Parmi les 15 principaux pays inventeurs, l’Inde est le pays dont la part de co-inventions internationales est la plus élevée (44 %), devant la Suisse (38 %), le Canada (32 %) et le Royaume-Uni (28 %) (
graphique 36.02). La part de co-inventions internationales de la France est de 18 %, ce qui la place devant les États-Unis (17 %), l’Allemagne (16 %) et la moyenne mondiale (6 %). Les parts de co-inventions internationales de la Chine, de la Corée du Sud et du Japon sont en revanche nettement plus faibles, moins de 6 %.
Les États-Unis sont le premier pays partenaire (28 %) des co-inventions de la France, suivi de l’Allemagne (24 %), de la Suisse (14 %) et de la Belgique (7%) (
tableau 36.03). Ces deux derniers pays sont ceux dont les indices d’affinité technologique (cet indicateur mesure la collaboration corrigée de l’effet de taille) avec la France sont les plus élevés (1,8 et 1,7 respectivement) parmi ses principaux partenaires, suivis par l’Espagne, l’Italie et l’Allemagne, illustrant les effets des proximités géographique, organisationnelle et culturelle sur les collaborations d’invention.
Parmi les sous-domaines représentant plus de 50 000 familles sur la période 2018‑2023, la France est spécialisée dans cinq d’entre eux : Transports (2,1), Composants mécaniques (1,7), Autres machines spécialisées (1,5), Techniques de mesure et Manutention (1,2 chacun) (
tableau 36.04). L’Allemagne a un profil proche de celui de la France. Le Royaume-Uni et les États-Unis sont tous les deux spécialisés en Produits pharmaceutiques et en Technologies médicales. Les pays asiatiques présentent des profils bien différents : la Chine est spécialisée en Communication numérique (2,0), le Japon en Optique (1,8), la Corée du Sud et Taïwan en Semi-conducteurs (2,3 et 4,0 respectivement).
Dans la suite de l’analyse, les indicateurs sont présentés selon le secteur institutionnel des déposants. Parmi les huit pays produisant individuellement plus de 2 % de part mondiale, quatre pays ont des parts de famille de brevets impliquant des institutions de recherche publique supérieures à la moyenne mondiale : la France (16 %), la Chine (14 %), la Corée du sud (12 %) et Taïwan (10 %). La France est ainsi le pays ayant la part de la recherche publique totale la plus forte, due notamment à une part élevée de co-dépôts entre recherche publique et entreprises (3,8 %). Enfin, le Japon se distingue par sa part de co-dépôts entre recherche publique et entreprises plus importante (1,7 %) que les dépôts réalisés uniquement par la recherche publique (1,5 %).
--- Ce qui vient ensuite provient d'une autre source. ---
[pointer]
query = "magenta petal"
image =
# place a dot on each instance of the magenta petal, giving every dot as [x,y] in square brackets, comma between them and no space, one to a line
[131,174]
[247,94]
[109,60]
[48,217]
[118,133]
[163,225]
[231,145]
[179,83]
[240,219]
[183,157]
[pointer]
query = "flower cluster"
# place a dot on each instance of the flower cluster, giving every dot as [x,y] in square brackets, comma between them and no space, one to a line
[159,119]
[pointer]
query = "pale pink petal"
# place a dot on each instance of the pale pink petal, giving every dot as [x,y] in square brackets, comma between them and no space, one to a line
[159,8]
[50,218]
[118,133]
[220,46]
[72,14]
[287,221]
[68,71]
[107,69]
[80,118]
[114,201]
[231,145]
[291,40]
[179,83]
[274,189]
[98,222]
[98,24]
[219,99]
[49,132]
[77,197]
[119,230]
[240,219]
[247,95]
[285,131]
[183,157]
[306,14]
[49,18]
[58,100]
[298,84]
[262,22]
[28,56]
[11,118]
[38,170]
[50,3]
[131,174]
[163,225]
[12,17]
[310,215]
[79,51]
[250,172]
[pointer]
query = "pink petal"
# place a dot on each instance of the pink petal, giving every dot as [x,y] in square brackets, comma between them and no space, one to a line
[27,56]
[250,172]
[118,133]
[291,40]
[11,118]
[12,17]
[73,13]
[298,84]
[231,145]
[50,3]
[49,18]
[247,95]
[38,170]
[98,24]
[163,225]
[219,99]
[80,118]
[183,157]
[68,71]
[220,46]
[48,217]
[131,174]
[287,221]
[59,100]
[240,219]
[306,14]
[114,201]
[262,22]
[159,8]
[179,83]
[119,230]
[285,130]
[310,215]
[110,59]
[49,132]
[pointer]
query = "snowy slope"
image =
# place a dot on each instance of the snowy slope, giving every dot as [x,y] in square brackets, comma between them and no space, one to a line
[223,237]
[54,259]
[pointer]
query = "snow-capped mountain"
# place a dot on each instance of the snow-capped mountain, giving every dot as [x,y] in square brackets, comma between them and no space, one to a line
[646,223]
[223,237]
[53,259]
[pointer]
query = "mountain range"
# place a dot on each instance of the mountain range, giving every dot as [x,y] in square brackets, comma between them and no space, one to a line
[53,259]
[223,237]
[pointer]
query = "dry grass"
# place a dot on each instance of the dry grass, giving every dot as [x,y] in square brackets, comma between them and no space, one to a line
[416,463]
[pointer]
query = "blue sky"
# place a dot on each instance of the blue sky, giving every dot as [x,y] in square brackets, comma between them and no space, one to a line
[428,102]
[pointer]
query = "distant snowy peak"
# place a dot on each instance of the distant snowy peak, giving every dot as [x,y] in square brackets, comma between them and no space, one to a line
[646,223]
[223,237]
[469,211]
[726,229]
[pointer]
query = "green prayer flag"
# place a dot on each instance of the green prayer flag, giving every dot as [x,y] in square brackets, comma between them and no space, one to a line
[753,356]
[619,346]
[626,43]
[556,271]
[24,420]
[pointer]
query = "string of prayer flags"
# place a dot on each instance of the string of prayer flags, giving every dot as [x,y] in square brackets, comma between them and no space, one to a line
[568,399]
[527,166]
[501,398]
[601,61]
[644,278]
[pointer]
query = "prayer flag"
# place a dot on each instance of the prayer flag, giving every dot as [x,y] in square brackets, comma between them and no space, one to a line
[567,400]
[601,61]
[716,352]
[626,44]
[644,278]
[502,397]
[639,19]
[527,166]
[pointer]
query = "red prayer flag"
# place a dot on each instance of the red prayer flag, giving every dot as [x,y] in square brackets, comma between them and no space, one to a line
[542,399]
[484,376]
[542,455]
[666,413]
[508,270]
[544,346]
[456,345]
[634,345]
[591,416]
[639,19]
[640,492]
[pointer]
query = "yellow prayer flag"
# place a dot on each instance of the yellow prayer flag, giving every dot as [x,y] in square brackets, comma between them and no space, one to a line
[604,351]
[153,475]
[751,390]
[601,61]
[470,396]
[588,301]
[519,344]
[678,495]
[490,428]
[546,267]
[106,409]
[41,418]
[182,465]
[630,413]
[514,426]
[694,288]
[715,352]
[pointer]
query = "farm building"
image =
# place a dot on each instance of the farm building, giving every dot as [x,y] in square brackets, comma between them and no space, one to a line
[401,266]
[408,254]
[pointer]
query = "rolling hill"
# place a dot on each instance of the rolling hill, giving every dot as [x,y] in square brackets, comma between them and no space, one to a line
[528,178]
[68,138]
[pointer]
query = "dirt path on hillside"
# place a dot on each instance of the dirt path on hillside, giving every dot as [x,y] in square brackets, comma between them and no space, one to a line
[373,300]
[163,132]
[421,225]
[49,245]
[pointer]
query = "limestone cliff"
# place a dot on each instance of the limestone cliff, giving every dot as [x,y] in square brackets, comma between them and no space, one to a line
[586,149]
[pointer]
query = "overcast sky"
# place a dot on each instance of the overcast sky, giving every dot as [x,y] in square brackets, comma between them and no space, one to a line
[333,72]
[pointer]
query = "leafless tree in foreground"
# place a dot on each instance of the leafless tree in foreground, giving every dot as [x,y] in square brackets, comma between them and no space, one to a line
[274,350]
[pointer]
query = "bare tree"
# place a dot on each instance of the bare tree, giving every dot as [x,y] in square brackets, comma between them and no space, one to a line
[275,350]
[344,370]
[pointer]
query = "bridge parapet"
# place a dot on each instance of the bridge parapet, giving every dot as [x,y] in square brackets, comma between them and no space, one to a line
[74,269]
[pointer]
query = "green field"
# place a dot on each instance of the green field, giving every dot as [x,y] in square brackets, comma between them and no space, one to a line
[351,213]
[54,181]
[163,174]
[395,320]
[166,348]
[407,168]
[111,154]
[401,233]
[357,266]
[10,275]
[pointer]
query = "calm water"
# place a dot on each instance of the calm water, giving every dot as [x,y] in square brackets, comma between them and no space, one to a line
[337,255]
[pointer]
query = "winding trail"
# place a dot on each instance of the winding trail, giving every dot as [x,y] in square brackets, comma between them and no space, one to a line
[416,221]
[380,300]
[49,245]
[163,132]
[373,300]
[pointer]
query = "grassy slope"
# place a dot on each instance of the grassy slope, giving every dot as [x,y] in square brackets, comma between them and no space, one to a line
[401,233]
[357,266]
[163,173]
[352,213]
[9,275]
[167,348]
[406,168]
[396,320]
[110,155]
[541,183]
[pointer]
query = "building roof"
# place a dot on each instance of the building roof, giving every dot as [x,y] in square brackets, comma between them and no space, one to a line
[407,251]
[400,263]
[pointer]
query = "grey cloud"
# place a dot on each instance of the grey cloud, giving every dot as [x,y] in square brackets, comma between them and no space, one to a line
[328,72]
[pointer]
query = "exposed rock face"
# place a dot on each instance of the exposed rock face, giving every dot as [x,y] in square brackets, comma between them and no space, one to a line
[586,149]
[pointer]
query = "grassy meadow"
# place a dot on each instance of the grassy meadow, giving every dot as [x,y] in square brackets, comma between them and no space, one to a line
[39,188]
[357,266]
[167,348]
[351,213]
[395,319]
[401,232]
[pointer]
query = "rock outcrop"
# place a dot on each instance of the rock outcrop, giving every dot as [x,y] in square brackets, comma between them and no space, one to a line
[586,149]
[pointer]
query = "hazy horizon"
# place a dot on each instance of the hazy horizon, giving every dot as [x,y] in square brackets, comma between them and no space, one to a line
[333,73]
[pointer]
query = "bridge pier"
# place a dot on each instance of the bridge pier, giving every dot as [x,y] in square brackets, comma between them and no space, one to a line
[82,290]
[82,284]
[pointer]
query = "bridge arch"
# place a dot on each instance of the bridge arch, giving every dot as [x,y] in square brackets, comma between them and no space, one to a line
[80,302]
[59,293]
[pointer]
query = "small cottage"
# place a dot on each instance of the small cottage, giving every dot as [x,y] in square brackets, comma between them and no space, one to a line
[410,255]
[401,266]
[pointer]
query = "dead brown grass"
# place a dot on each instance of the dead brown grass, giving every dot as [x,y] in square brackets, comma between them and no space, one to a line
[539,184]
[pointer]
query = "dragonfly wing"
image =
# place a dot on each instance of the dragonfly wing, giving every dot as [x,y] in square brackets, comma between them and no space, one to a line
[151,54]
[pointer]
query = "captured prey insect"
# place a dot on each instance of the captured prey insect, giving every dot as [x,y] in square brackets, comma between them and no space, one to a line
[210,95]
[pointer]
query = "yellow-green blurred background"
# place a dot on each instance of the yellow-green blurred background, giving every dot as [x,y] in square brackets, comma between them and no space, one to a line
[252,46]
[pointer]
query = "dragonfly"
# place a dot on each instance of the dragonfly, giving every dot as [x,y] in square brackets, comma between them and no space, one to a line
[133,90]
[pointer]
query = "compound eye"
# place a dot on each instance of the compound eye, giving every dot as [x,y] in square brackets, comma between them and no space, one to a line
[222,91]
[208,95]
La part des familles impliquant des institutions de recherche publique diffère fortement d’un domaine technologique à l’autre. En France, cette part est ainsi de 53 % en Biotechnologies, de 49 % dans les Semi-conducteurs et de 47 % dans les Produits pharmaceutiques (
graphique 36.06). Ceci peut s’expliquer par le poids important des organismes de recherche et des universités dans ces domaines technologiques. En Biotechnologies et en Produits pharmaceutiques, la part des co-dépôts recherche publique et entreprises dépasse les 10 %. La part de la recherche publique est à l’inverse beaucoup plus faible dans certains domaines très appliqués où la France est très spécialisée : 3 % en Composants mécaniques et 2 % dans les Transports par exemple.